Are there real reasons for price fluctuations? Yes. The big question in my mind though is how much of that fluctuation is genuinely driven by basic supply and demand concerns and how much of it is generated by all the cheap money sloshing around the system looking for a high rate of return?

Derivatives were originally conceived as a way to smooth out markets. By providing a way to project future supply/demand, it allows greater predictability. However what I see happening more is that derivatives trading is leading to quite the opposite situation. That is, the more volatile the market, the more profitable it is for the traders.
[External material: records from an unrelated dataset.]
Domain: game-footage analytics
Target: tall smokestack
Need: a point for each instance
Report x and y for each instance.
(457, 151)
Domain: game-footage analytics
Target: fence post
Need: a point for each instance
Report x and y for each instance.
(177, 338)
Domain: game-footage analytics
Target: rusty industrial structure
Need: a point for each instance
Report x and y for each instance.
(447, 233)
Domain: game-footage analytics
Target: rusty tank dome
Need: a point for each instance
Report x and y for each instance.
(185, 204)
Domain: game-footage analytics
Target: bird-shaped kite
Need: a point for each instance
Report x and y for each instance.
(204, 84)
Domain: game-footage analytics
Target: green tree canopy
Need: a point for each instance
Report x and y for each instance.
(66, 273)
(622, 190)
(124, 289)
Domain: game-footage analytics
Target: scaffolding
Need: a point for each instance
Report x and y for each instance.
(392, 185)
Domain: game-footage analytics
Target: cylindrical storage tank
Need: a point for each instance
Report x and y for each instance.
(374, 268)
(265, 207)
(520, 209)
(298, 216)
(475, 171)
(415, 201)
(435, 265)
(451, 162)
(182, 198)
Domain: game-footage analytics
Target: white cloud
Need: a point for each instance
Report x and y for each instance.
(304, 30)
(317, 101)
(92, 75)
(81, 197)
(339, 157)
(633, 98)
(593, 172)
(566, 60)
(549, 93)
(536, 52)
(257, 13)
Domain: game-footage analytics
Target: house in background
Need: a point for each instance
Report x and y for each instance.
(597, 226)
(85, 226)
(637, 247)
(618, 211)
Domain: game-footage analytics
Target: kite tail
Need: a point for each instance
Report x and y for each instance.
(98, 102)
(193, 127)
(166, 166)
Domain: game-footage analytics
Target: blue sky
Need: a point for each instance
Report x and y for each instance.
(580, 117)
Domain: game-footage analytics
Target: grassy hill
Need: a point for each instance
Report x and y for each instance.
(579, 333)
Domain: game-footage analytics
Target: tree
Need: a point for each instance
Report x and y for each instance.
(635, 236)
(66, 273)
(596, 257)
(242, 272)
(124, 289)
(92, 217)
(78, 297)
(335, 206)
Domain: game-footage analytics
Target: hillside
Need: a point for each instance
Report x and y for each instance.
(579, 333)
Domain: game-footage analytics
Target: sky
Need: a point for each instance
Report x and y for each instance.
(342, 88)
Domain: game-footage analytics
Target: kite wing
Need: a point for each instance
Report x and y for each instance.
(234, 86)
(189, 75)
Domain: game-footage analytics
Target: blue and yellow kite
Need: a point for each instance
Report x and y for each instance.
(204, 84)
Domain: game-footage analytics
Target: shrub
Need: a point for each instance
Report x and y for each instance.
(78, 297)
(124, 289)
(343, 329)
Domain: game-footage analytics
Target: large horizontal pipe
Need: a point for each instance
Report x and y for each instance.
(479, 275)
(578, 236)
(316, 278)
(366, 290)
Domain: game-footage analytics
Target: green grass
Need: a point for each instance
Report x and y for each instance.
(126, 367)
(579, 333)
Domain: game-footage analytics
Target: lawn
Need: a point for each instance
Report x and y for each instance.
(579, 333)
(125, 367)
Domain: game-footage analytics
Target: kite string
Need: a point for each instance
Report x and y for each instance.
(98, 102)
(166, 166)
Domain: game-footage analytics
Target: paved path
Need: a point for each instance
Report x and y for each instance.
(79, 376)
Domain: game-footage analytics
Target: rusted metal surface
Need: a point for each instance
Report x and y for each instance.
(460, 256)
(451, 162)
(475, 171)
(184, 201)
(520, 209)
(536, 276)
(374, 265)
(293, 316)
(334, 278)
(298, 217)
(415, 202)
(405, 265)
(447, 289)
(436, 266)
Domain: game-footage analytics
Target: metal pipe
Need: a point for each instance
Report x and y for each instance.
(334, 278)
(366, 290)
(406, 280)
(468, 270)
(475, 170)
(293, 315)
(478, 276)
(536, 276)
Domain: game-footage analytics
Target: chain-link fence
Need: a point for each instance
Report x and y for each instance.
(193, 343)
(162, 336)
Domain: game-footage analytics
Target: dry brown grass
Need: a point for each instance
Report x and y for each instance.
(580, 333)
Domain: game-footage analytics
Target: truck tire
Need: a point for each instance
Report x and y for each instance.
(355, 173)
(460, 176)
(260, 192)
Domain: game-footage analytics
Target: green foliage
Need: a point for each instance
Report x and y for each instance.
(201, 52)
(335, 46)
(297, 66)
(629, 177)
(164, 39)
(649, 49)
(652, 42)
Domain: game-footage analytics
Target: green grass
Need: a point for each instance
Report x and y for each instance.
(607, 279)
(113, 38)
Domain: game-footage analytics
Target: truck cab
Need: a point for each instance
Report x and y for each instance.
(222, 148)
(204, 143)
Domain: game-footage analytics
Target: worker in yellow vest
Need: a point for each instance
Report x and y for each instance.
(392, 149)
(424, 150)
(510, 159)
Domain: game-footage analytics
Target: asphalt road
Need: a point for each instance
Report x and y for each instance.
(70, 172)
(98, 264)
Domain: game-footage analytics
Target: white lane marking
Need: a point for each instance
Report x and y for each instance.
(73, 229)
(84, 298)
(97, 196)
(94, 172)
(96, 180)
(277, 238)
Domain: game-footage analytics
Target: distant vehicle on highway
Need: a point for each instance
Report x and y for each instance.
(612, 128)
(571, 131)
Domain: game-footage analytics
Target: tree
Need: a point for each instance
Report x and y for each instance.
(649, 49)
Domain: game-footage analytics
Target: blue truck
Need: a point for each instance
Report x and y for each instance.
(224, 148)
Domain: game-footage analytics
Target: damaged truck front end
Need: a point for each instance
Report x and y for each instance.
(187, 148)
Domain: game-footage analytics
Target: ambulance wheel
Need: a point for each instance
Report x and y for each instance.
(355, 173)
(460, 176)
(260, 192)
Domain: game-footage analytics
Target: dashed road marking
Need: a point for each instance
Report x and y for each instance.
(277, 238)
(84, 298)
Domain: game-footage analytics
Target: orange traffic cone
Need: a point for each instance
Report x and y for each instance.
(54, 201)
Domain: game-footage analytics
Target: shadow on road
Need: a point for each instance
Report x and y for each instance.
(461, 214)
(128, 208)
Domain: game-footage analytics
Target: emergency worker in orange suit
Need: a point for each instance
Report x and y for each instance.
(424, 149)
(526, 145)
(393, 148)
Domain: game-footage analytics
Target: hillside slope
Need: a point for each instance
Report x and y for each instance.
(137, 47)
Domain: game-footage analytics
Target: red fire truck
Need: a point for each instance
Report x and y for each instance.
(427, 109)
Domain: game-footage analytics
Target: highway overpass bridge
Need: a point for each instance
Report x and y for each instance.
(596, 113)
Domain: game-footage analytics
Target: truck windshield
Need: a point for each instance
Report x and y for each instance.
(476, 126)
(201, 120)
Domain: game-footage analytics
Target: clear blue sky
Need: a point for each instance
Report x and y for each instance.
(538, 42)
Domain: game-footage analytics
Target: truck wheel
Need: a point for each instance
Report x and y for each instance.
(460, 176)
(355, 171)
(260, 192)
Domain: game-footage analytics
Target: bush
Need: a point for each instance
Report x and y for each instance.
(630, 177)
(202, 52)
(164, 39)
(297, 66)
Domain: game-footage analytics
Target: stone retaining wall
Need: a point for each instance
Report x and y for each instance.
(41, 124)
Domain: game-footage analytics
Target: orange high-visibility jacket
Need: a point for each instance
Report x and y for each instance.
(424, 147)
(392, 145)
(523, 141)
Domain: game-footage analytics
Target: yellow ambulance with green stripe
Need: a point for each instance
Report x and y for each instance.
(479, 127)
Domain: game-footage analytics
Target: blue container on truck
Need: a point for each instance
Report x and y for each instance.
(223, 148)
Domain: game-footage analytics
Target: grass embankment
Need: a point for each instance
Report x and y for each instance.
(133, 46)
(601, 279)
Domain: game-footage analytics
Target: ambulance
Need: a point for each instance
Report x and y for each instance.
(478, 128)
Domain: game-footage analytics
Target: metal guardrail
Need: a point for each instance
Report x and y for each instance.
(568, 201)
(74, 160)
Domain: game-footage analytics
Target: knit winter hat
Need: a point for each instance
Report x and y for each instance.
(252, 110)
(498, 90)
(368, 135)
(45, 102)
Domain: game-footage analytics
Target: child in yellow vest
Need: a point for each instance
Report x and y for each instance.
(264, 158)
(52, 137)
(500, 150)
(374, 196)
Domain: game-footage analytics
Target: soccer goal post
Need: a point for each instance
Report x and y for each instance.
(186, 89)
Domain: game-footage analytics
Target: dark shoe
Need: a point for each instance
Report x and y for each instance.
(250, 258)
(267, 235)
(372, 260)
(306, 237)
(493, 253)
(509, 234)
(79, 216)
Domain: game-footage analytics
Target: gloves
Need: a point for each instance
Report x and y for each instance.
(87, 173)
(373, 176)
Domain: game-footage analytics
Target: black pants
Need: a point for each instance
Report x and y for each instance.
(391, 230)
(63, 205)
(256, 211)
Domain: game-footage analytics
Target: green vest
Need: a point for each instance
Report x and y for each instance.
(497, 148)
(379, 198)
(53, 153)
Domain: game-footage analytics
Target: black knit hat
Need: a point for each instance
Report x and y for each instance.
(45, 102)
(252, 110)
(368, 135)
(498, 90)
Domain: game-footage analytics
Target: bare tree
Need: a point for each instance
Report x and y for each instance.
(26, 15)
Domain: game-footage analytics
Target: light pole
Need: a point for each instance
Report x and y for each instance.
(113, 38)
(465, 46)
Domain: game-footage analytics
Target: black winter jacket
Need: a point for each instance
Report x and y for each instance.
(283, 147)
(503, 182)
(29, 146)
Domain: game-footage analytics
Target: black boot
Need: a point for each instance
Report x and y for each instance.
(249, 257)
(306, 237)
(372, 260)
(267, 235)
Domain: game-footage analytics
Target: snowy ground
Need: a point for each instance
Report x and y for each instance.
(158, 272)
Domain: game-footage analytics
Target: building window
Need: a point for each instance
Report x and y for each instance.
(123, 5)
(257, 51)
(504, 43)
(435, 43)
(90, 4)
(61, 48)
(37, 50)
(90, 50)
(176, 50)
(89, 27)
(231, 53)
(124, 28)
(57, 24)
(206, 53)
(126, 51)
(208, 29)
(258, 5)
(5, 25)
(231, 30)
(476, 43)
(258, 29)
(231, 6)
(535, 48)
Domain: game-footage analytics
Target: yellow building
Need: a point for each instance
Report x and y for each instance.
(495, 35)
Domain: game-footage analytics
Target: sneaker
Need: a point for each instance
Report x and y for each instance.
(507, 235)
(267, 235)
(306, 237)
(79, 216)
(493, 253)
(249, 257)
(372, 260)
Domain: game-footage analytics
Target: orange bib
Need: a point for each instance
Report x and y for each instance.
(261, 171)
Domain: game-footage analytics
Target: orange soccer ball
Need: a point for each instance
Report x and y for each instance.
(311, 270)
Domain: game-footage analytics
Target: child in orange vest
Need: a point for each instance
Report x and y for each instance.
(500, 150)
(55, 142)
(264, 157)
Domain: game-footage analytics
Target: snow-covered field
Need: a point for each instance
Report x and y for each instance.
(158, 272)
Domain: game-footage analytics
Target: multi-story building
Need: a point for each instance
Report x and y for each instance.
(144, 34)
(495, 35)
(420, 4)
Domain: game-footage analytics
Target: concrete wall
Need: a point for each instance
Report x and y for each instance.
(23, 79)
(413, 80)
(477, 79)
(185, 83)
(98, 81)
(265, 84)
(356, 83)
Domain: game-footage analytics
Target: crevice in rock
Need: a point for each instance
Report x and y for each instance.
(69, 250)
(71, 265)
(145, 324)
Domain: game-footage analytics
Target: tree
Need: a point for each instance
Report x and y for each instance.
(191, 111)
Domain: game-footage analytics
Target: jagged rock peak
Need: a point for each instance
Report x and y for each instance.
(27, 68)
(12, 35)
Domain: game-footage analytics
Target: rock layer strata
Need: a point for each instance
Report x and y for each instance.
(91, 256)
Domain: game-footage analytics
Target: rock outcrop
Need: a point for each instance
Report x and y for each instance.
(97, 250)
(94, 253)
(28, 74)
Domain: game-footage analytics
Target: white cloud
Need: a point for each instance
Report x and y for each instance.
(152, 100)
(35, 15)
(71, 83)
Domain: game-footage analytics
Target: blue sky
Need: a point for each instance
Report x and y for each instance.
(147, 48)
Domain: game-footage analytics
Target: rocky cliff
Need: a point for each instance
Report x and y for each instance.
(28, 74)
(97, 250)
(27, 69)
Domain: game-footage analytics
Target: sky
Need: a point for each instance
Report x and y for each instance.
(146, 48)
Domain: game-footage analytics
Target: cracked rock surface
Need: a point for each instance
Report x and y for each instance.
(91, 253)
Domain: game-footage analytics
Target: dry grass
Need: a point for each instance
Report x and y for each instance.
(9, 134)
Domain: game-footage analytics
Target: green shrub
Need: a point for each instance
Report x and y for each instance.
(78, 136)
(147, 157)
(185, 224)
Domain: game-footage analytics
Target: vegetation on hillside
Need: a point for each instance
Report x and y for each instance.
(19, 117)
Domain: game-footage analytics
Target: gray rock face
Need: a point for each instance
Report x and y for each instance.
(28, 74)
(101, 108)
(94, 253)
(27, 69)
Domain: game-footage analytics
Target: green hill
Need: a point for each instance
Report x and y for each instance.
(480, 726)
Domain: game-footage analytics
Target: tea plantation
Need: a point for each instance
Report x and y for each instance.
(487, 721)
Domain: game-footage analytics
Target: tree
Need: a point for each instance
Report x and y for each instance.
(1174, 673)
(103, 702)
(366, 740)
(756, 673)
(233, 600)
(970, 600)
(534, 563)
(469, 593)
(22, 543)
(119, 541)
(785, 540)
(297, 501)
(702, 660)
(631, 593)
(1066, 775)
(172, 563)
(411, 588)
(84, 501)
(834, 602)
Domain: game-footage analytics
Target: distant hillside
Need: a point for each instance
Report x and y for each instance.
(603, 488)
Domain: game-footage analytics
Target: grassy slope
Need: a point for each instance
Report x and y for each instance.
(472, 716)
I can't prove that any of this is happening, but I know what the incentives say. The incentives say that if you can make a market and then get out of that market you can make a lot of money. You make money in buying low and selling high, and you make money on the transactions. Win win. The more volatile the market, the more trades, the more profit.

Anonymous said...

I don't know if you have looked into this or not, but does the world have enough capacity in these commodities to meet increasing demand or is increasing price the only brake on demand?

Jimdotz said...

bonddad, what you write is no doubt real, but speculation amplifies that reality to unrealistic levels.

Jimdotz said...

Ok, ok, ok... Even Krugman thinks you're basically right, bonddad: http://nyti.ms/gI6D8y

I'll capitulate now. Speculate away.